Opinion
May 17, 1993
Appeal from the Supreme Court, Kings County (Ramirez, J.).
Ordered that the order is affirmed, with costs.
The Supreme Court properly granted the defendant-respondent's motion for summary judgment. The defendant-appellant did not deny that it failed to comply with the provision of the contract requiring it to obtain liability insurance naming the defendant-respondent as the insured. The defendant-appellant is therefore liable to indemnify the defendant-respondent for any payments made by the latter to the plaintiffs in this action (see, Kinney v Lisk Co., 76 N.Y.2d 215).

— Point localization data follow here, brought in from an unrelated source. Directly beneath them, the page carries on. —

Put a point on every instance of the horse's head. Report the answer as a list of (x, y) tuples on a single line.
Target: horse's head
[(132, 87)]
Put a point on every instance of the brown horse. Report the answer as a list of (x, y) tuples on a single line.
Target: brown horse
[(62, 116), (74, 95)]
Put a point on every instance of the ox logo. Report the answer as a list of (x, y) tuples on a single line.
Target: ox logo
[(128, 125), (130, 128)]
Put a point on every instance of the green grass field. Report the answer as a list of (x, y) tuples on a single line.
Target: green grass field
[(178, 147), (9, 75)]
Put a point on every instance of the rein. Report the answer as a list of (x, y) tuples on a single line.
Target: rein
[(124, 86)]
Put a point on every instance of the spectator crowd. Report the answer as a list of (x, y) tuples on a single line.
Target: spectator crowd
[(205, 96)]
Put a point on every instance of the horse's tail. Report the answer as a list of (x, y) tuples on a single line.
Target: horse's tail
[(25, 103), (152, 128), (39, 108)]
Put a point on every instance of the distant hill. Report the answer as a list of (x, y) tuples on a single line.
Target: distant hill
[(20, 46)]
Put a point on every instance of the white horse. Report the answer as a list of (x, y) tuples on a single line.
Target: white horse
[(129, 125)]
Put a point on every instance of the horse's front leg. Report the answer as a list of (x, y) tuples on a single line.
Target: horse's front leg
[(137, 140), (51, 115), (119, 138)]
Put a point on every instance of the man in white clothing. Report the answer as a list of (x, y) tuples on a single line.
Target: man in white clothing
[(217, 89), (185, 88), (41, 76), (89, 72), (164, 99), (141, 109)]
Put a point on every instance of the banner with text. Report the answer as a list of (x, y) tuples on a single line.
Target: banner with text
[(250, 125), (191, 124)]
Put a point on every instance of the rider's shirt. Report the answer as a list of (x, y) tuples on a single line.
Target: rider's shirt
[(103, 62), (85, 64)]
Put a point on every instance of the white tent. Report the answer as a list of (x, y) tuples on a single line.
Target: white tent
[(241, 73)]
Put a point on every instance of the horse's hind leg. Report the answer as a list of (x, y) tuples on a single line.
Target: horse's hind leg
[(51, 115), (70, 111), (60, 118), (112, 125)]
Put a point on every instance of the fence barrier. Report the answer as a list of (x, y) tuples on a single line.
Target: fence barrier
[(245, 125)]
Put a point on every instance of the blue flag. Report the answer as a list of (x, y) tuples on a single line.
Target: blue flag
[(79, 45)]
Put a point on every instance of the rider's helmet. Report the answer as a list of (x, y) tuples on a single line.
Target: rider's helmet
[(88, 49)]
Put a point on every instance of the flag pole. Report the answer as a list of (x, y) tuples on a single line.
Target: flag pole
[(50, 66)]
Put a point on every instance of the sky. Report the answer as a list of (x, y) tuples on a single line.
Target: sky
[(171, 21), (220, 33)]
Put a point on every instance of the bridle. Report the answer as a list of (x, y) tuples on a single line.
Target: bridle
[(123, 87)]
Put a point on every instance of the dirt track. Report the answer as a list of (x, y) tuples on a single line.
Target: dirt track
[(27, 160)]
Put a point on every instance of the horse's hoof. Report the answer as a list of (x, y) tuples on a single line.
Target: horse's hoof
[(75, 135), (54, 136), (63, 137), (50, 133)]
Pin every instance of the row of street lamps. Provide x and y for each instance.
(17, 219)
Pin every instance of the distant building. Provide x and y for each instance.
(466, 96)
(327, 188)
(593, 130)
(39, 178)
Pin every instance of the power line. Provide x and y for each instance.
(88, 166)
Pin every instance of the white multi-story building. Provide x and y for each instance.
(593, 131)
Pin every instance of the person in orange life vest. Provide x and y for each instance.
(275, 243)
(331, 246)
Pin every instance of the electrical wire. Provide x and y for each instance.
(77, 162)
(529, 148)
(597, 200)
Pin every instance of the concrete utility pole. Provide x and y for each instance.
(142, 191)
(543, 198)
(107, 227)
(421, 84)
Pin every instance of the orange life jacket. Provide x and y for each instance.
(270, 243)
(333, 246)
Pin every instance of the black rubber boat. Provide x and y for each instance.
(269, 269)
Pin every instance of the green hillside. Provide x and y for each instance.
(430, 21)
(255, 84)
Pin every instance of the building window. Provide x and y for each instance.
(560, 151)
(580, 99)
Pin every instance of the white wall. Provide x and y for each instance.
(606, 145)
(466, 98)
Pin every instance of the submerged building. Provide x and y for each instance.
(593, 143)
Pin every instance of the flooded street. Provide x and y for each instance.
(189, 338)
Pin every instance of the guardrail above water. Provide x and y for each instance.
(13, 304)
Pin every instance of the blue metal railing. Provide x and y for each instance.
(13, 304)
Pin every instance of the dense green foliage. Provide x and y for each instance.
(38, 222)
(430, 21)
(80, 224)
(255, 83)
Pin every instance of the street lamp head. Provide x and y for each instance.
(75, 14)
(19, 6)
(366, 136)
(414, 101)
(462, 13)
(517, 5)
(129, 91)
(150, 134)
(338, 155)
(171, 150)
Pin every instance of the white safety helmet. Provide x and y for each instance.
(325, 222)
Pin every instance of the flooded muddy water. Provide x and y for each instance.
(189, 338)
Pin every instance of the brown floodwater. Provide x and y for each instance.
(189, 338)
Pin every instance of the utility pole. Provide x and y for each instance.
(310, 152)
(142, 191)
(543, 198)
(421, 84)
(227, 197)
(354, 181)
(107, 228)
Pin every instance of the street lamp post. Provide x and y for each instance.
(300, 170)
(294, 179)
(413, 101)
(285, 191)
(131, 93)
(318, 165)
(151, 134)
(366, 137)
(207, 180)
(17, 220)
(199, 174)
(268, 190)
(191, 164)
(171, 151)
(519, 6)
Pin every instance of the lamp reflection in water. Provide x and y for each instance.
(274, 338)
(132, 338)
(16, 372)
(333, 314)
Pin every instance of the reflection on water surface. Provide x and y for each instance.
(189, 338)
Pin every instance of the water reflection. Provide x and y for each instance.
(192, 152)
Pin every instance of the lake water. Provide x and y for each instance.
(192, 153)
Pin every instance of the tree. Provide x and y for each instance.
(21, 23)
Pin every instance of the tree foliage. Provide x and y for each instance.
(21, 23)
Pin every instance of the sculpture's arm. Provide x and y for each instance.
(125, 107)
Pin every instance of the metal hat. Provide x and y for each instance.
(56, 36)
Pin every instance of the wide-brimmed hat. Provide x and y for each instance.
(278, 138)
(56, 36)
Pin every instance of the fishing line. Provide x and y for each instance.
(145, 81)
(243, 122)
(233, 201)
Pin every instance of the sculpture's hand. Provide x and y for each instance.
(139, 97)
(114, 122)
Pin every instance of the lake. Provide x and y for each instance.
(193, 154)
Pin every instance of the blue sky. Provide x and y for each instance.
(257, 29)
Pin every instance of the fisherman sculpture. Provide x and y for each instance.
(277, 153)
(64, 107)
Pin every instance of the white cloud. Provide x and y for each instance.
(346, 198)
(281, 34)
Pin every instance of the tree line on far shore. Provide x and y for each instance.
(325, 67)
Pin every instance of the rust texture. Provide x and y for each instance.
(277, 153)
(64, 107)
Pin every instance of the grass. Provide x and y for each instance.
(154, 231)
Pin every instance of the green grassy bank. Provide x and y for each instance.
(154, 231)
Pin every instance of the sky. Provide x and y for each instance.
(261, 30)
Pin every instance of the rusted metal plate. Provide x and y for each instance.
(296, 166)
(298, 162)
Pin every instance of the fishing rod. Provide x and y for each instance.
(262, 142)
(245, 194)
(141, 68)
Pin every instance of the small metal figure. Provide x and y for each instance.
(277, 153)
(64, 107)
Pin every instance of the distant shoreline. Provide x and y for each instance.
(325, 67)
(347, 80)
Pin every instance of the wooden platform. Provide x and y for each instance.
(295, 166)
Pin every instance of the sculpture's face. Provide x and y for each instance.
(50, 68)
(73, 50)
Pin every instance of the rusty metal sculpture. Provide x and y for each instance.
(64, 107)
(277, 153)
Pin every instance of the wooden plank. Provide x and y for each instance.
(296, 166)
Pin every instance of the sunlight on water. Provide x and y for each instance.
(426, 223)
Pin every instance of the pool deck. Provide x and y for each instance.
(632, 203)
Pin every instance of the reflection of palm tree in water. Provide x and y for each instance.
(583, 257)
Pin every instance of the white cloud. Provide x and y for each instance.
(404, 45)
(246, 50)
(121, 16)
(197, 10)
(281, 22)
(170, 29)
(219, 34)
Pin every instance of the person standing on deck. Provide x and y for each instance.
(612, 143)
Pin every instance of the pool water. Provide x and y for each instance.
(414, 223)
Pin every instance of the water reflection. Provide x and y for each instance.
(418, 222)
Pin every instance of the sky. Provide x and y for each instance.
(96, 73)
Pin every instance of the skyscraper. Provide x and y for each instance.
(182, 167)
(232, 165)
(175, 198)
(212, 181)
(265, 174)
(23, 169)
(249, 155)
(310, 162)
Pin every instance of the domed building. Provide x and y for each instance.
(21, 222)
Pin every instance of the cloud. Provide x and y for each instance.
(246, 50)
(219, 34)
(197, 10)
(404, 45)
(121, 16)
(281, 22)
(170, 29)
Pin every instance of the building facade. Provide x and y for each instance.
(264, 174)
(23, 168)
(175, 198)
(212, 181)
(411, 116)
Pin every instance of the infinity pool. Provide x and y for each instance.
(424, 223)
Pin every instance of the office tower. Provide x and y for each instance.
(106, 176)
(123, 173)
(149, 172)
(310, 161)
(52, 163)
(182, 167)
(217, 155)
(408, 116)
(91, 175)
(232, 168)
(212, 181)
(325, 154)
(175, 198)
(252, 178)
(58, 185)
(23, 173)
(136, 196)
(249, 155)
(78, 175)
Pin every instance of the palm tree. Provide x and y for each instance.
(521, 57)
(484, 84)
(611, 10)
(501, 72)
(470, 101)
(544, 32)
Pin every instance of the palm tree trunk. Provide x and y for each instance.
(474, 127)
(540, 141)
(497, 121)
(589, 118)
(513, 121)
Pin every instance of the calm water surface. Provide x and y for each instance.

The provision of the contract reserving the defendant-respondent's right to procure liability insurance at the defendant-appellant's expense should not be read as imposing a duty on the defendant-respondent to do so, since such would be inconsistent with the clear language of the contract (see, Sutton v East Riv. Sav. Bank, 55 N.Y.2d 550, 555). Moreover, contrary to the defendant-appellant's contentions, the defendant-respondent was under no duty to mitigate damages by procuring such insurance (cf., Tynan Incinerator Co. v International Fid. Ins. Co., 117 A.D.2d 796, 797-798). In addition, the defendant-appellant's allegations that the defendant-respondent waived its rights under the contract were unsubstantiated and speculative and therefore were insufficient to require the denial of the defendant-respondent's motion for summary judgment (see, Zuckerman v City of New York, 49 N.Y.2d 557, 562; Jones v Gameray, 153 A.D.2d 550, 551; Kennerly v Campbell Chain Co., 133 A.D.2d 669, 670). Miller, J.P., O'Brien, Copertino and Joy, JJ., concur.